The destruction of the Houses of Parliament by the Catholic conspirators led by Robert Catesby would have resulted in far more deaths than that of King James, Queen Anne, Prince Henry and the MPs and peers unlucky enough to have been caught in the blast. The attempt by the plotters to capture the infant sons of the King would always be doomed to failure. Despite this, it is very likely that the wave of anti-Catholicism created by the regicide would render the atrocities seen in our own timeline as relatively benign.
Charles Stuart would have become King at the tender age of four. Like his father, he would no doubt have been brought up a strict Protestant. Taught by his tutors to despise the papists who had killed his martyred parents, he would most certainly not have become the Anglo-Catholic that he developed into during his childhood. Thus, the English Civil War would not have occurred in any remotely recognizable form. Instead, his sympathetic regents and later the King himself, would feel justified in ensuring the eradication of Catholicism from Great Britain. The evangelical Presbyterian that Charles would have become would be assured of far more popular support from the Scots. Therefore, with the Catholic powers of Europe limited in their response due to common sympathy, the purging of “papist elements” from the mainland would be very likely, as would brutal repression in Ireland, perhaps led by troops under a different Yeoman than Huntingdon.
Therefore, rather than the gradual development of parliamentary democracy, the Stuart dynasty would have developed into an absolute monarchy akin to that in Sweden and dynastic ties would have been created accordingly. Married into the Protestant powers of central Europe, Great Britain would have been involved in the great wars of religion far more than she was in our own Thirty Years’ War. It is difficult to predict the effects that this would have on the British constitution, but it is possible that, without reform and with power vested in a single figure rather than parliament, a popular uprising may have resulted in the toppling of the hypothetical King Henry X in around 1750.

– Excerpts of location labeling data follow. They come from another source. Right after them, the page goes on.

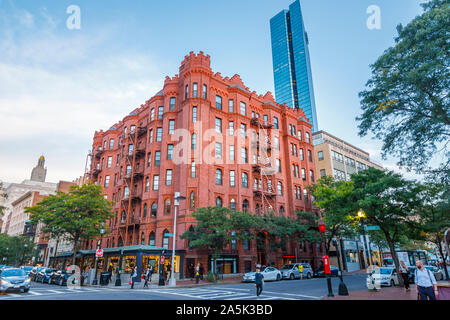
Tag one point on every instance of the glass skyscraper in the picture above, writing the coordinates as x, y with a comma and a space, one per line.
291, 63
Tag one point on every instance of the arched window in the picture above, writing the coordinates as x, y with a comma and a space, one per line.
151, 239
280, 188
233, 204
192, 200
245, 205
145, 210
167, 206
154, 209
244, 180
194, 141
218, 176
165, 240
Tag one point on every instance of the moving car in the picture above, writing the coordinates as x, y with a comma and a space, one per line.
34, 272
437, 272
385, 276
14, 279
292, 271
27, 269
320, 273
269, 273
44, 275
59, 277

A true “British Revolution” rather than the coup d’état headed by William III, would be a natural result of an absolute monarchy. Indeed, without representative democracy of some description leading to the enlightened attitudes that produced Adam Smith and John Locke, the development of Britain as a global power would be limited. In addition, without the English Bill of Rights 1689 resulting from the Glorious Revolution, future revolutionaries such the American Rebels would be far less open to democratic ideals. The world-spanning British Empire may not have come to fruition, with Britain remaining the nation she had been under the Tudors: a great naval power perhaps, but not a superpower. India would most likely become a French colony, Spain would retain her dominance in central America and Paris would rule over a vast swathe of North America from Nova Scotia to New Orleans. Rather than the Anglophone dominance seen in our timeline, the 17th and 18th Centuries would belong to the great powers of the Holy League.